What does Bédié want?

Answer: Remain in Ivorian politics and stay in communication with Ouattara in the coming months. 

Like Gbagbo, Bédié would like to stay in the Ivorian political scene. However, he has not made as many high-profile public appearances as his counterpart, displaying his slow dissociation from Ivorian politics. However, he is still the head of the Democratic Party of Ivory Coast and in 2020 was on the ballot against the president, despite boycotting the election. 

Following the boycott, it was reported that the former presidents were staying in contact with each other in what seemed to be an unlikely alliance. However, he called out the current Ivorian President saying he felt as though he was “forgotten” by Ouattara’s lack of communication. By making this statement publicly, he is nudging his counterpart’s administration to keep him in the loop of all things Ivorian politics. Thus it is quite clear that Bédié’s ambitions are to stay connected in Ivorian politics, whether that means that he challenges Ouattara or possibly Gbagbo in 2025, or stays on the periphery. 

What is Ouattara doing?

Answer: Talking with both historic rivals to move forward with the prospect of national reconciliation to allow new political faces to come into the mainstream. 

The president currently understands that the future of the Ivory Coast is dependent on reconciliation with its past. In 2018, he granted clemency to 800 convicted Ivorians who were a part of the violence that took place after the election. 

Over the past few years, he has also realised that the future of the Ivory Coast relies on reconciliation with his rivals. After the election crisis of 2020, he and Bédié met to resolve the problems that were plaguing the West African state, after calls from the UN, France, and neighbouring countries. The president also met with Gbagbo in July 2021 after his return from exile and acquittal from the ICC, representing the openness that he had towards reconciliation. He also said that he would continue to meet with his competitor to show his intention of a more collaborative future. 

Most recently, he held a meeting with both of them to discuss the future of the Ivory Coast through the path of reconciliation, as well as contemporary issues such as the rising cost of living and the Ukrainian grain crisis. This was the first time the leaders all met since 2011, and a historic moment for the country. The president will continue to meet with the leaders as long as they are willing.
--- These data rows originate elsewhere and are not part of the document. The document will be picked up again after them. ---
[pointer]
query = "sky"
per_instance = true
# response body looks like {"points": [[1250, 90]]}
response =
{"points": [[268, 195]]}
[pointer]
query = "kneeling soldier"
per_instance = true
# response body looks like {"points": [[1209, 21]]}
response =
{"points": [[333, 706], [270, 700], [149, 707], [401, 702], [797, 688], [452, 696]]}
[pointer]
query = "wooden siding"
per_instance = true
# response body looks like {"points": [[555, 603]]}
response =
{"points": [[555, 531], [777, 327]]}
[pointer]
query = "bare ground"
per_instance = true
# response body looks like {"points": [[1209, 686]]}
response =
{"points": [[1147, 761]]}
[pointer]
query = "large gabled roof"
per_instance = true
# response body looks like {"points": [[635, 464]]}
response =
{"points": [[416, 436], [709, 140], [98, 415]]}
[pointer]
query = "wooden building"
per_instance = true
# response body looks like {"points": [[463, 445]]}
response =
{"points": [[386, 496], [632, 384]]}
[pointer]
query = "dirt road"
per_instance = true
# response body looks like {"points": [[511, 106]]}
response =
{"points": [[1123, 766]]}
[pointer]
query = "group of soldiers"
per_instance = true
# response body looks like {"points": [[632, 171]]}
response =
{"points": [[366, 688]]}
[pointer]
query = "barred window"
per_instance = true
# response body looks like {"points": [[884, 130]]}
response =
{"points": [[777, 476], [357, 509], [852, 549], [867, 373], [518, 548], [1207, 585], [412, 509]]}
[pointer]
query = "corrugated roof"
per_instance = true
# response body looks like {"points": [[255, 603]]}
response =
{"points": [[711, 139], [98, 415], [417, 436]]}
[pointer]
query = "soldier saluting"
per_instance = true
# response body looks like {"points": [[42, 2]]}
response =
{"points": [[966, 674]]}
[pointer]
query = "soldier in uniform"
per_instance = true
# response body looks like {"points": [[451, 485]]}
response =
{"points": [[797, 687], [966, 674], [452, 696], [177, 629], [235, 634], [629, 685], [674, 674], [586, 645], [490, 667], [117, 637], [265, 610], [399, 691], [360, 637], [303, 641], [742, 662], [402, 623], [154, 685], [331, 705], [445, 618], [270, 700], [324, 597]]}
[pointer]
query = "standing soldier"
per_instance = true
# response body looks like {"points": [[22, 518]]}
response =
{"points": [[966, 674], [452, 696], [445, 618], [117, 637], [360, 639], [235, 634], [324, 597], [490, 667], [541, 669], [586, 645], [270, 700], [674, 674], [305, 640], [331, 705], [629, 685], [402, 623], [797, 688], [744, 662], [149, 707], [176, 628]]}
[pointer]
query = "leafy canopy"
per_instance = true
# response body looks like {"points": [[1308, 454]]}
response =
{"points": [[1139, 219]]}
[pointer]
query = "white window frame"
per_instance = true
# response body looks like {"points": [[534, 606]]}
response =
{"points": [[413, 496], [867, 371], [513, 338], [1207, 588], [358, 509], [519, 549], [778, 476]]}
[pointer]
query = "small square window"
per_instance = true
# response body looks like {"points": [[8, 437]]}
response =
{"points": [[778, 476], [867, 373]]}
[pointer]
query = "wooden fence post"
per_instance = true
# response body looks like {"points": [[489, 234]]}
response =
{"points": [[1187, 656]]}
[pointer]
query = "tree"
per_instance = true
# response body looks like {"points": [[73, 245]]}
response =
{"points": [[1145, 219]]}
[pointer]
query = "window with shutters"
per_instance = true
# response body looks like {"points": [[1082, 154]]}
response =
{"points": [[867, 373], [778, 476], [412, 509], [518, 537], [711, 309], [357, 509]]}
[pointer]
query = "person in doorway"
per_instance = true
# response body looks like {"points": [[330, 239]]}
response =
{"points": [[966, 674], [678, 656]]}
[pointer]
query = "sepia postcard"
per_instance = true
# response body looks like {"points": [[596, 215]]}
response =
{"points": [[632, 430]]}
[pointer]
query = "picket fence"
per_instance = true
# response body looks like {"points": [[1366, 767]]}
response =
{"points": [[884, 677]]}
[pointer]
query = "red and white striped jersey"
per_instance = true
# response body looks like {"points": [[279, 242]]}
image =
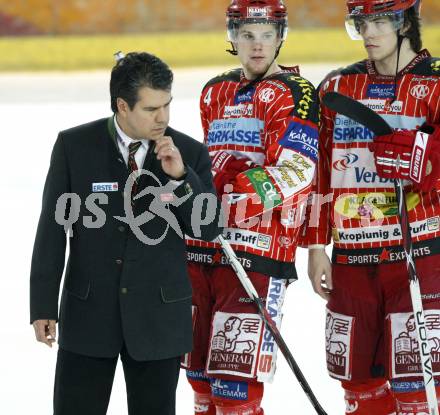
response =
{"points": [[274, 124], [362, 215]]}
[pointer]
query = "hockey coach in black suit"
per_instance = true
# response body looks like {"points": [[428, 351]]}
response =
{"points": [[124, 191]]}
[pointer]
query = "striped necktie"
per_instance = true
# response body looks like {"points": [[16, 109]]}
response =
{"points": [[132, 166]]}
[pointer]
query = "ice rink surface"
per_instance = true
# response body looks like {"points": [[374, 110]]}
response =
{"points": [[33, 108]]}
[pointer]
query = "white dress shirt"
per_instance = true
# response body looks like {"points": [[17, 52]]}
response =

Who is winning and what about you?

Answer: Opens the door for a politically strong Ivory Coast, amidst democratic backsliding in West Africa.

If all goes according to the leader’s plan, he will be winning. With Ivorian politics being dominated by the three leaders over the past three decades, he would undoubtedly go down in history as the one to put the country into political stability through a successful democratic transition. If the other two leaders act according to his proposals, this would become his legacy.   

Regionally, this could mean a more stable Ivory Coast in West Africa. Ivory Coast’s political past has brought a high volume of displacement to neighbouring countries. With the three leaders looking to come together to move forward from their political pasts, Ivory Coast can serve as a better ally to its regional neighbours, by preventing the spillover of conflict or refugees across their borders. 

While conflict may subside due to a new president coming into the Ivory Coast, however, reconciliation needs to be respected on all sides. Since none of the leaders have completely ruled out a 2025 run, the president has three years to convince the two leaders to move away from the presidential aspirations. Failure to do so opens up the possibility to erupt yet another political conflict in the Ivory Coast, as Gbagbo’s awaited return awakens old divergences in the country. 

The several meetings also come amidst several West African coup d’états specifically in Guinea, Mali, and Burkina Faso. However, now that Ouattara officially comes to the table with his two rivals, the current prospect of another ECOWAS conflict seems bleak, as long as the three leaders are able to come together with the same objectives.